Tagging has been a buzz word in the information science field in recent years and the majority of research on tagging has emphasized its advantages and potentials. However, few pointed out that significant overlapping exists between tagging and other existing metadata fields such as title and description, which makes tagging lose its effectiveness. In this study, with a sample from YouTube.com, the significant overlaps are identified to demonstrate the ineffectiveness of tagging.
Tagging has been a buzz word in the information science field in recent years and the majority of research on tagging has emphasized its advantages and potentials, which include providing alternatives to indexers' inconsistency, allowing for flexibility of users' term choice particularly for newly-created ones (Matusiak, 2006), and facilitating social aspects of online communities by so-called “social tagging” (Furnas et al., 2006). A small number of studies have questioned the effectiveness of tagging, motivation of tagging, and the dominant “personal” not “social” aspect of tagging (Sen et al., 2007), along with the reaffirmation of the value of traditional controlled vocabulary (Macgregor and McCulloch, 2006). In terms of sloppiness of tagging, Guy and Tonkin found that 40 percent and 28 percent of tags were erroneous in Flickr and del.icio.us respectively. They also found 8 percent of Flickr tags and 11 percent of del.icio.us tags to be plural forms. (Guy and Tonkin, 2006)

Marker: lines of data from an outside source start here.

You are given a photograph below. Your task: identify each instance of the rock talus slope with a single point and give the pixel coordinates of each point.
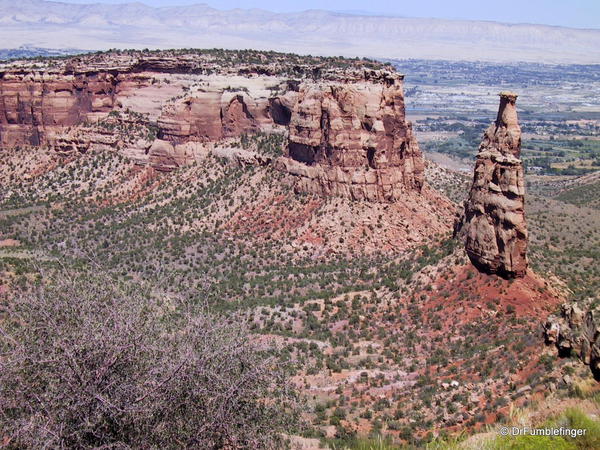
(576, 332)
(494, 224)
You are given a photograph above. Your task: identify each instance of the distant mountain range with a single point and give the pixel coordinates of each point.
(37, 23)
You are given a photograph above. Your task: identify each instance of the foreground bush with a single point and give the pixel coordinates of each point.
(84, 363)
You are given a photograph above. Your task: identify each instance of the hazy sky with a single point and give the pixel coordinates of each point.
(572, 13)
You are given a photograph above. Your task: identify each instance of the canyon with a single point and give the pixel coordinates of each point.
(348, 133)
(290, 190)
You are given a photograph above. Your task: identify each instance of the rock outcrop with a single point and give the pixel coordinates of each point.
(576, 332)
(353, 140)
(493, 225)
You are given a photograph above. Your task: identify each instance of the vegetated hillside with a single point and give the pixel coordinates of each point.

However, few pointed out that significant overlapping exists between tagging and other existing metadata fields such as title and description, which makes tagging lose its effectiveness. In this study, with a sample from YouTube.com, the significant overlaps are identified to demonstrate the ineffectiveness of tagging.
Videos from YouTube.com, probably the most popular personal video sharing site currently, were used for this study. 337 of the “most popular” videos from the site were selected during December 2007 due to convenience. Although each video has various “metadata,” only its title, description, and “tags” were considered. For each video, the numbers of overlapping words between title and tags, between title and description, and between tags and description were manually counted. The counting is strictly word-by-word counting without any consideration of variations such as articles (a, an, and the), apostrophes, plurals (-s or -es, for example) and tenses (-ed, for example). Upon counting, several ratios were calculated: the percentage of words from the title used in the tags, the percentage of words from the tags used in the title, the percentage of words from the title used in the description, and the percentage of words from the tags used in the description.
Preliminary Data Analysis
The initial sample size was 337 videos. Table 1 shows the total number of words in their titles and tags, the total number of shared words between the titles and the tags, the total number of words from tags found in their descriptions, and the total number of words from titles found in their descriptions. On average, fewer than 5 words are used for a title and fewer than 9 words are used for a tag set.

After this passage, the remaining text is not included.